Good friends Marjorie Wilkinson and Ruth Henry arrive at Miss Allen's school as incoming freshman. Hoping to room together, they are instead split up, with Marjorie finding her way into an exclusive sorority, while Ruth founds the school's first Girl Scout troupe.
In the first volume of Edith Lavell's "Girl Scout" series, Marjorie and her friend Ruth are starting boarding school. Ruth has chosen to go for the sole reason of hoping to be admitted to the school's exclusive sorority -- only four girls from each class are selected -- and her chum Marjorie follows in her wake. Marjorie is indifferent to the charms of the sorority because she's more interested in hockey, so Ruth is bitter when Marjorie is chosen while she is not. Ruth then decides to start a girl scout troop at Miss Allen's, which is a Good Thing, but her motives are Flawed. She sees it as a way to get revenge on Marjorie, who for various reasons isn't able to join, though she desperately wants to.

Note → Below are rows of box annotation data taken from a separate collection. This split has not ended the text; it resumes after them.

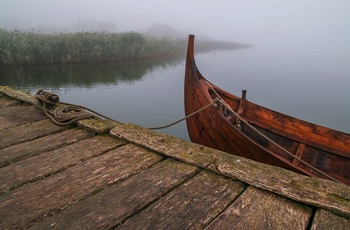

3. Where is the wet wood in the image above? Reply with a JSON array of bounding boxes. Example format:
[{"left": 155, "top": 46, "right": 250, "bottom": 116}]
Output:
[
  {"left": 0, "top": 129, "right": 95, "bottom": 167},
  {"left": 0, "top": 145, "right": 162, "bottom": 229},
  {"left": 0, "top": 105, "right": 46, "bottom": 130},
  {"left": 0, "top": 86, "right": 350, "bottom": 229},
  {"left": 184, "top": 35, "right": 350, "bottom": 186},
  {"left": 311, "top": 209, "right": 350, "bottom": 230},
  {"left": 0, "top": 92, "right": 21, "bottom": 108},
  {"left": 117, "top": 172, "right": 245, "bottom": 229},
  {"left": 111, "top": 124, "right": 350, "bottom": 215},
  {"left": 29, "top": 160, "right": 198, "bottom": 229},
  {"left": 0, "top": 119, "right": 66, "bottom": 148},
  {"left": 0, "top": 136, "right": 123, "bottom": 193},
  {"left": 207, "top": 187, "right": 313, "bottom": 230}
]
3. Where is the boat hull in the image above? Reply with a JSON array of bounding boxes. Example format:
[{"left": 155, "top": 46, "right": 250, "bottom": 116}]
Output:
[{"left": 184, "top": 35, "right": 350, "bottom": 185}]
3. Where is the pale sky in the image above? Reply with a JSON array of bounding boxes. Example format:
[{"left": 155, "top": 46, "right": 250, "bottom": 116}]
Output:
[
  {"left": 0, "top": 0, "right": 350, "bottom": 43},
  {"left": 0, "top": 0, "right": 350, "bottom": 66}
]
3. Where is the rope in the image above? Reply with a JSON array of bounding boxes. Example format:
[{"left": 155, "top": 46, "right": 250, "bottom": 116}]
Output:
[
  {"left": 35, "top": 90, "right": 109, "bottom": 126},
  {"left": 205, "top": 82, "right": 341, "bottom": 183},
  {"left": 148, "top": 100, "right": 216, "bottom": 130}
]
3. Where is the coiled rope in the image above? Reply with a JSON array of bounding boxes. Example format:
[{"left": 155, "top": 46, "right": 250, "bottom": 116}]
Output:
[{"left": 35, "top": 90, "right": 110, "bottom": 126}]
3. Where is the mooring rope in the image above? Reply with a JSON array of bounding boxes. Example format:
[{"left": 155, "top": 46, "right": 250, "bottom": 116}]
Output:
[
  {"left": 205, "top": 82, "right": 341, "bottom": 183},
  {"left": 35, "top": 90, "right": 114, "bottom": 126},
  {"left": 148, "top": 100, "right": 216, "bottom": 130}
]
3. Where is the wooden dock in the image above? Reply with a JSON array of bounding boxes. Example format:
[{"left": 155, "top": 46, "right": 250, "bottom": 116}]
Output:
[{"left": 0, "top": 86, "right": 350, "bottom": 229}]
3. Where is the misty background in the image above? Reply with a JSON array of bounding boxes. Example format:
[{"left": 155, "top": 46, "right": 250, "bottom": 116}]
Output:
[
  {"left": 0, "top": 0, "right": 350, "bottom": 138},
  {"left": 0, "top": 0, "right": 350, "bottom": 68}
]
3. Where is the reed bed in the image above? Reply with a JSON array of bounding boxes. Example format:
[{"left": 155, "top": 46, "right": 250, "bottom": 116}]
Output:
[{"left": 0, "top": 29, "right": 186, "bottom": 65}]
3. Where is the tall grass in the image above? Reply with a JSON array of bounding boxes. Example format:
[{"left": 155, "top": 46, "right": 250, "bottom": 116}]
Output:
[{"left": 0, "top": 29, "right": 186, "bottom": 65}]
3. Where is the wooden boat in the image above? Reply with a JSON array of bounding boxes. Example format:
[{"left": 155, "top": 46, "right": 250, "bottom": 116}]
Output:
[{"left": 184, "top": 35, "right": 350, "bottom": 185}]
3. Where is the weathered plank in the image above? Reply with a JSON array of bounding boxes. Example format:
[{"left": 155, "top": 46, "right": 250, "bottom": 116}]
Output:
[
  {"left": 0, "top": 136, "right": 124, "bottom": 194},
  {"left": 0, "top": 85, "right": 39, "bottom": 105},
  {"left": 0, "top": 145, "right": 162, "bottom": 229},
  {"left": 0, "top": 93, "right": 20, "bottom": 108},
  {"left": 111, "top": 124, "right": 350, "bottom": 216},
  {"left": 311, "top": 209, "right": 350, "bottom": 230},
  {"left": 117, "top": 171, "right": 245, "bottom": 229},
  {"left": 0, "top": 105, "right": 46, "bottom": 130},
  {"left": 0, "top": 119, "right": 65, "bottom": 149},
  {"left": 0, "top": 128, "right": 95, "bottom": 167},
  {"left": 207, "top": 186, "right": 312, "bottom": 230},
  {"left": 29, "top": 160, "right": 198, "bottom": 229}
]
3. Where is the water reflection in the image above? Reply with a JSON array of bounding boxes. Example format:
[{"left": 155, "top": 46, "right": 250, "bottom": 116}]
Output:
[{"left": 0, "top": 58, "right": 181, "bottom": 91}]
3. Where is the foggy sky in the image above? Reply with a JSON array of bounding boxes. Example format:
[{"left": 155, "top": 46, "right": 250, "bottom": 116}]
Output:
[{"left": 0, "top": 0, "right": 350, "bottom": 65}]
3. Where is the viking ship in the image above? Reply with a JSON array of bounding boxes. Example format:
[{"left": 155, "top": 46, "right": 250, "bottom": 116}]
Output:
[{"left": 184, "top": 35, "right": 350, "bottom": 185}]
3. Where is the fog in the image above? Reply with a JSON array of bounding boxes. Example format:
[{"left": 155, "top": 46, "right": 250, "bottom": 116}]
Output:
[{"left": 0, "top": 0, "right": 350, "bottom": 71}]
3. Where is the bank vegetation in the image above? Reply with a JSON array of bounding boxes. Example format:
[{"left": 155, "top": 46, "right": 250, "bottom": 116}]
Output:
[{"left": 0, "top": 29, "right": 187, "bottom": 65}]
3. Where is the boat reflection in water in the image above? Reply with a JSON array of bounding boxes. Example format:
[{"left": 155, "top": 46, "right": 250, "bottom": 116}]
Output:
[{"left": 184, "top": 35, "right": 350, "bottom": 185}]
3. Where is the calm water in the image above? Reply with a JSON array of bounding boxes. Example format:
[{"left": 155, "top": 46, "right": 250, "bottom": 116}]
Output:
[{"left": 0, "top": 48, "right": 350, "bottom": 140}]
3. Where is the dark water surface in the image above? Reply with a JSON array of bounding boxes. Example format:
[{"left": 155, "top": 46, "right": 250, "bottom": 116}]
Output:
[{"left": 0, "top": 48, "right": 350, "bottom": 140}]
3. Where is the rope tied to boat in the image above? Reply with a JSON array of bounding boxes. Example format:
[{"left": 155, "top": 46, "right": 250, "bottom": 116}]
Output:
[
  {"left": 205, "top": 82, "right": 342, "bottom": 183},
  {"left": 35, "top": 90, "right": 94, "bottom": 126}
]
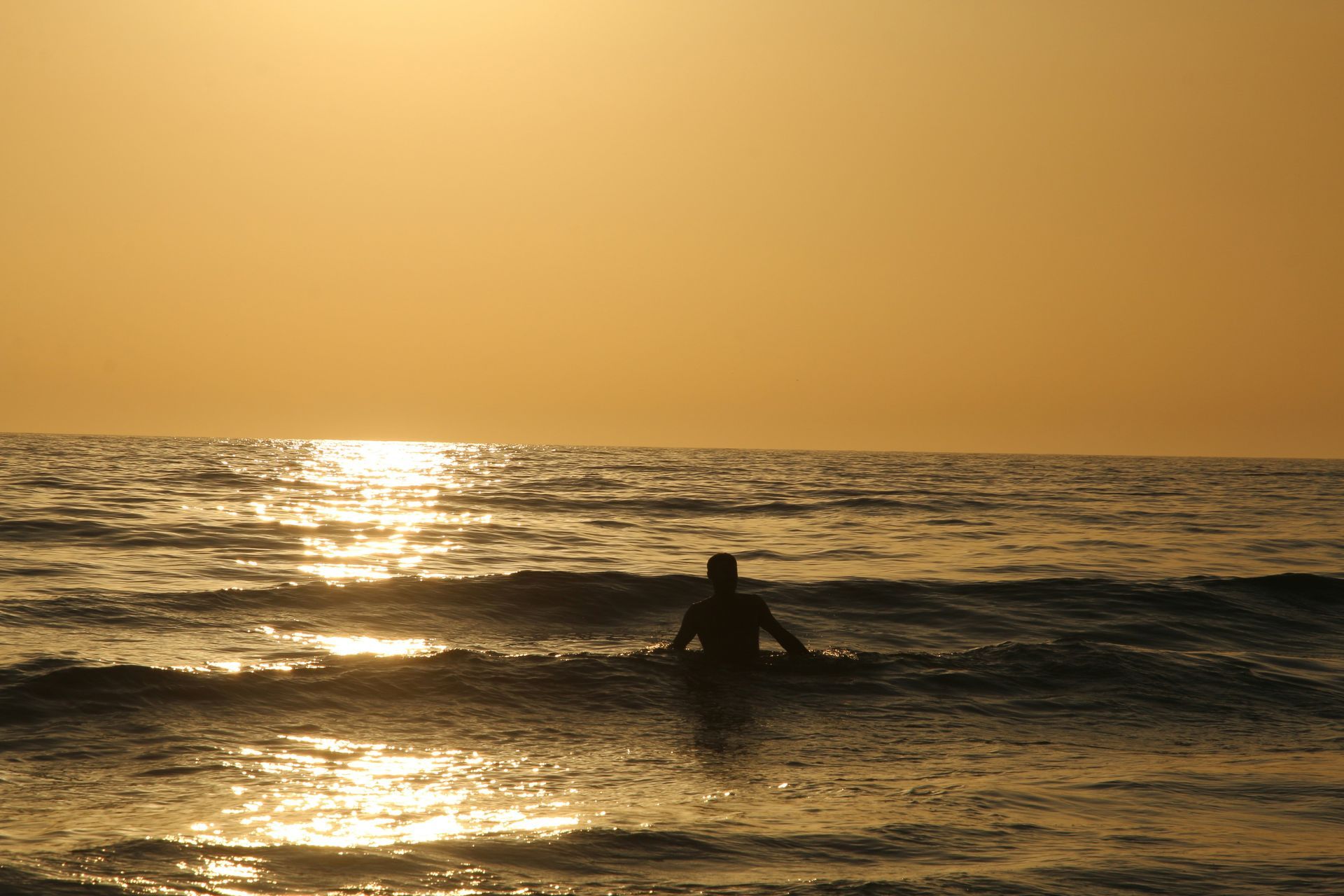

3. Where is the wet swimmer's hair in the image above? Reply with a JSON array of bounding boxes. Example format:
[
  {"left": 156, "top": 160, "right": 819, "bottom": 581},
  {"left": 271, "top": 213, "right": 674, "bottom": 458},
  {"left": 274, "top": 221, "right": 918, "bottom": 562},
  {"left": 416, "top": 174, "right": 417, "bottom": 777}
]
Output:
[{"left": 704, "top": 554, "right": 738, "bottom": 584}]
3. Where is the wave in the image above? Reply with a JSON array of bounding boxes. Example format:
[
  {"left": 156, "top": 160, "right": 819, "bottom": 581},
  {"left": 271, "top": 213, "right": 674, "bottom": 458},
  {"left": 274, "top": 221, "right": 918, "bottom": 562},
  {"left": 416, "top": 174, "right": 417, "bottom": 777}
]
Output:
[
  {"left": 0, "top": 640, "right": 1344, "bottom": 720},
  {"left": 0, "top": 571, "right": 1344, "bottom": 657}
]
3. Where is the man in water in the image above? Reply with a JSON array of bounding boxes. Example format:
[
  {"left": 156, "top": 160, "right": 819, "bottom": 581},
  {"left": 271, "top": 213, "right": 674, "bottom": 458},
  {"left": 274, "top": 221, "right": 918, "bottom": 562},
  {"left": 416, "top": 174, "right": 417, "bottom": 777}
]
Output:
[{"left": 671, "top": 554, "right": 808, "bottom": 659}]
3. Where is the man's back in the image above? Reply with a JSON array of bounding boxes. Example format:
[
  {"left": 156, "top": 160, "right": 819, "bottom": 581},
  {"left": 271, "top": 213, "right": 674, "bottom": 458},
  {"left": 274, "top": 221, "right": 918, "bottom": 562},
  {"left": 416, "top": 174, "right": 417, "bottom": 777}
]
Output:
[
  {"left": 687, "top": 594, "right": 769, "bottom": 659},
  {"left": 671, "top": 554, "right": 808, "bottom": 659}
]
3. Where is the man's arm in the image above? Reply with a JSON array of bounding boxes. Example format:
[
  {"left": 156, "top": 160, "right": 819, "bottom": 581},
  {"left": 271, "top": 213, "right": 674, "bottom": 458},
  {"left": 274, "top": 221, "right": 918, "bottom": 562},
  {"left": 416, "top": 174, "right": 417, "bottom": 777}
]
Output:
[
  {"left": 758, "top": 598, "right": 809, "bottom": 655},
  {"left": 668, "top": 607, "right": 695, "bottom": 650}
]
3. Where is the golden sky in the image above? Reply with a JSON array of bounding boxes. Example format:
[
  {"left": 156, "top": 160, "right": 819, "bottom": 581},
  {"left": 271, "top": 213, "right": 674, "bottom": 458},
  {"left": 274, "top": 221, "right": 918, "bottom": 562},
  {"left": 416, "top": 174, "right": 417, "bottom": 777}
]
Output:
[{"left": 0, "top": 0, "right": 1344, "bottom": 456}]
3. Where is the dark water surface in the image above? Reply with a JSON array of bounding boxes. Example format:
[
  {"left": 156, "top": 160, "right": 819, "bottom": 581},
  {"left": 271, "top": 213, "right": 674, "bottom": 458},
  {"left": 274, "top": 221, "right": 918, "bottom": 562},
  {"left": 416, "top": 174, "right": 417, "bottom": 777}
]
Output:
[{"left": 0, "top": 435, "right": 1344, "bottom": 896}]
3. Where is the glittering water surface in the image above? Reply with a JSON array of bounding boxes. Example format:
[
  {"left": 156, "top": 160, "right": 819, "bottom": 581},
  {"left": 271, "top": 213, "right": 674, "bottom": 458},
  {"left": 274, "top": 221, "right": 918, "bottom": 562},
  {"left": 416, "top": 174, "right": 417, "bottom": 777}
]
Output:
[{"left": 0, "top": 435, "right": 1344, "bottom": 895}]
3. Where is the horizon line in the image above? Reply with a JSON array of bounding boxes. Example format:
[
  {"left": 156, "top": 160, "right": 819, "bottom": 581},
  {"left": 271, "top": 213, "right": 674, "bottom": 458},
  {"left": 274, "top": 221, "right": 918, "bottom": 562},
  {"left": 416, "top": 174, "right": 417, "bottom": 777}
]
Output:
[{"left": 0, "top": 430, "right": 1344, "bottom": 461}]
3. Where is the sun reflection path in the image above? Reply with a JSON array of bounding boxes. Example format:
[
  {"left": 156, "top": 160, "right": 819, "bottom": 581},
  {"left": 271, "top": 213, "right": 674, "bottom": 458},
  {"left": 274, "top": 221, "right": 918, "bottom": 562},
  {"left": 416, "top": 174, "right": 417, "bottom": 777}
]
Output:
[
  {"left": 188, "top": 736, "right": 580, "bottom": 848},
  {"left": 251, "top": 442, "right": 498, "bottom": 583}
]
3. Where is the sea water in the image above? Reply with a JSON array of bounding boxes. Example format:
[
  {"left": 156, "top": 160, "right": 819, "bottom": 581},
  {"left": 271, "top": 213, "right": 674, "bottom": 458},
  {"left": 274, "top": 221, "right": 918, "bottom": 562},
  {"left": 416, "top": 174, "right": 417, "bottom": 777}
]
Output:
[{"left": 0, "top": 435, "right": 1344, "bottom": 895}]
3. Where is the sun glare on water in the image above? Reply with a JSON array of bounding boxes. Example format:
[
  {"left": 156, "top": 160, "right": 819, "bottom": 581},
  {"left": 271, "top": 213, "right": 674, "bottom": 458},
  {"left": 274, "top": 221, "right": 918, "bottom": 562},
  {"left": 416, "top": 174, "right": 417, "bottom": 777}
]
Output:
[
  {"left": 251, "top": 440, "right": 495, "bottom": 583},
  {"left": 188, "top": 736, "right": 580, "bottom": 848}
]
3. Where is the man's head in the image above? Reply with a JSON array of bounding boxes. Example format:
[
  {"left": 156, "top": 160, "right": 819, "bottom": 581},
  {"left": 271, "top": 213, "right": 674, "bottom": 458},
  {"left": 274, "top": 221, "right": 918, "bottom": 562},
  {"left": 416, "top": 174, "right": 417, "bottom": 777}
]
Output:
[{"left": 706, "top": 554, "right": 738, "bottom": 594}]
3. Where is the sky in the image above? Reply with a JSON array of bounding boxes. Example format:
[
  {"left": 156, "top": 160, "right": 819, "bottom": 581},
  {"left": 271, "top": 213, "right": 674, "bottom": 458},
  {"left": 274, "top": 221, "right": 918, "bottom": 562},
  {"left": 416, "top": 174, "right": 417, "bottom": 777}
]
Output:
[{"left": 0, "top": 0, "right": 1344, "bottom": 456}]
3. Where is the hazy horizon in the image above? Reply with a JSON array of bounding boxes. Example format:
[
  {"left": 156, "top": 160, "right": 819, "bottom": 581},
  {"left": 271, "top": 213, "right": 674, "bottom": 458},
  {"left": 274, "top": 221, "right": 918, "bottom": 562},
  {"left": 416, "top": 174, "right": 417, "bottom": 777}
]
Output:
[{"left": 0, "top": 430, "right": 1344, "bottom": 461}]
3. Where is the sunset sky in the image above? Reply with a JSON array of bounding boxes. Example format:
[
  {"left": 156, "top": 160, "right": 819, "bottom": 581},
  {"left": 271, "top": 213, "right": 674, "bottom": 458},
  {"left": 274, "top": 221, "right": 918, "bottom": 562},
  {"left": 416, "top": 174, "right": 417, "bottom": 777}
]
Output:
[{"left": 0, "top": 0, "right": 1344, "bottom": 456}]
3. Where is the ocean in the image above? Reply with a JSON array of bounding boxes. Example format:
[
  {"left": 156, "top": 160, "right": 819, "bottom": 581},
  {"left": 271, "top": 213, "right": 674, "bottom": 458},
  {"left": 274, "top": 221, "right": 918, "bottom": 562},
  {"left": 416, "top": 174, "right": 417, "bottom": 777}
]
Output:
[{"left": 0, "top": 434, "right": 1344, "bottom": 896}]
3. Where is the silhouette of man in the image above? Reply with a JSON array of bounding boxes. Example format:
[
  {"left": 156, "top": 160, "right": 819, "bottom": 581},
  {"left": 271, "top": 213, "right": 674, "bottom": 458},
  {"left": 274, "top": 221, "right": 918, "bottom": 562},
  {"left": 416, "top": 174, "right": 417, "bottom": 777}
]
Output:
[{"left": 671, "top": 554, "right": 808, "bottom": 659}]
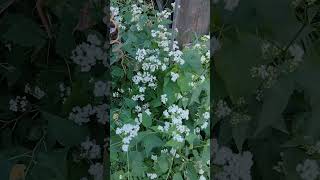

The book, which was published in 1922, is basically scouting propaganda, and is hackneyed and predictable . It doesn't really deserve three starts, but I have a bad cold and my brain is mush so this was peaceful and soothing.
Marjorie and Ruth are best friends when they go off to boarding school, but Ruth soon becomes jealous of Marjories natual popularity and when she is chosen to join the exclusive sorority. But Ruth is not. When the school decides to start the Girl Scouts Ruth sabotages Marjorie's chances of joining by causing her to fail her Latin test. it is only when Marjorie saves Ruth from drowning that Ruth confesses. Marjorie is allowed to join the Scouts and she forgives Ruth, although she will never really trust her again.
I first read this book over 40 years ago when my grandmother gave her set of these books to my sister. The book was first written in 1922, so it's obviously a different age. The characters are fairly one dimensional and simplistic, but for me, reading this series is more about nostalgia than anything else.